Evaluation of Adaptive Systems for Human-Autonomy Teaming (EASyHAT)

Human-Autonomy Teaming (HAT) describes situations where people cooperate with artificially intelligent autonomous agents to perform some function. In a general sense, we can envision heterogeneous teams composed of autonomous participants each using either human or artificial intelligence. These relationships can take on different structures depending on the level of supervision the humans can exert and the level of intelligence and autonomy provided by the non-human agents.

In this third in a series of IJCAI workshops on Human-Autonomy Teaming, we intend to delve further into the problem of evaluation. Software engineering tools and techniques for evaluating the quality of traditionally developed software capabilities are well studied and many approaches are mature. System components developed through learning from data are less easily tested for mission critical systems. Reserving a portion of the data sample for testing provides a statistical measure of quality relative to the overall sample of the particular type of data for a particular component of what may be one in a series of learned models in a complex system. The quality of the overall system as it relates to a complex mission are less well known. Add to the problem the desire to allow models to adapt while deployed in lifelong learning approaches and complexity is further increased. Humans bring another element of quality assessment to the problem. Their interaction with the adaptive artificially intelligent components must also be evaluated in some way. Humans will adapt to the changing behaviors of the autonomy in ways that are currently unpredictable.
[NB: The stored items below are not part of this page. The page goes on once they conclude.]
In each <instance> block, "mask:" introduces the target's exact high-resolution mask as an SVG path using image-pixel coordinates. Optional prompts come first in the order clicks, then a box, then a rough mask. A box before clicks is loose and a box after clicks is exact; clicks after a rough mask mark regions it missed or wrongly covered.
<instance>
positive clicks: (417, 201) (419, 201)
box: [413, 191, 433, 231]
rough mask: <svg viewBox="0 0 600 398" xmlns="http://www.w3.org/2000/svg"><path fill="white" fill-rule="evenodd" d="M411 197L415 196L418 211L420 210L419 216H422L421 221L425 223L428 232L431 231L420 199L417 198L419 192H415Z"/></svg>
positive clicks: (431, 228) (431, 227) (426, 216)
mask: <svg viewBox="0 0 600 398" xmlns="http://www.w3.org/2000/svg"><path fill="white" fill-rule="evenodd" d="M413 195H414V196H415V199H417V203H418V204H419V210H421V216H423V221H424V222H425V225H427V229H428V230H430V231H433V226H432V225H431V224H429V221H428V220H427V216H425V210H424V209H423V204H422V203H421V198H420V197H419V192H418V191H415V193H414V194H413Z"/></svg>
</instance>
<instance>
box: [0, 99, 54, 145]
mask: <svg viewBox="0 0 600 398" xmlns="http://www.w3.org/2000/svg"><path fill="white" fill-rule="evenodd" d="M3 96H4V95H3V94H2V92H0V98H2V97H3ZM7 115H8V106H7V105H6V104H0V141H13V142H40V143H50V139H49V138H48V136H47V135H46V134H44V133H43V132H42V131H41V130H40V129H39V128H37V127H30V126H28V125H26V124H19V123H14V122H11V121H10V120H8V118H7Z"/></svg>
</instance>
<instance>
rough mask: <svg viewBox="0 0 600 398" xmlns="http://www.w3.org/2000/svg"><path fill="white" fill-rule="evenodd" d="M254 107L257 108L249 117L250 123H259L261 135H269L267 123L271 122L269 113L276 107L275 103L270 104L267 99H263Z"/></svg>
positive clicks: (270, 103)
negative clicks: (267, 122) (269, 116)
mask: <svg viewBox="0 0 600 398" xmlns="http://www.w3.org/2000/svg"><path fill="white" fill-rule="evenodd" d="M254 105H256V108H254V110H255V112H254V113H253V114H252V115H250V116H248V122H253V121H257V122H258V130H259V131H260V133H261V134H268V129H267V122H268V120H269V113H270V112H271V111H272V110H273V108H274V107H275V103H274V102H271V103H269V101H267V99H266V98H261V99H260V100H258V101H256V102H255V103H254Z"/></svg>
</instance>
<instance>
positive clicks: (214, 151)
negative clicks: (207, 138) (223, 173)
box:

Some of the topics of interest include, but are not limited to the following:

  • The utilization of formal methods in conjunction with learned statistical models.
  • Bias in both laboratory and lifelong learning
  • Preventing damage from adversarial examples
  • Human adaptation to changing artificial intelligence
  • Complex systems using multiple learned models
  • Effective use of simulation and real-world testing
  • Effects of computational time limits in the human-autonomy team
  • Effects of communication between teammates on evaluation
  • Evaluating transfer and incremental learning
  • Effects of trust and transparency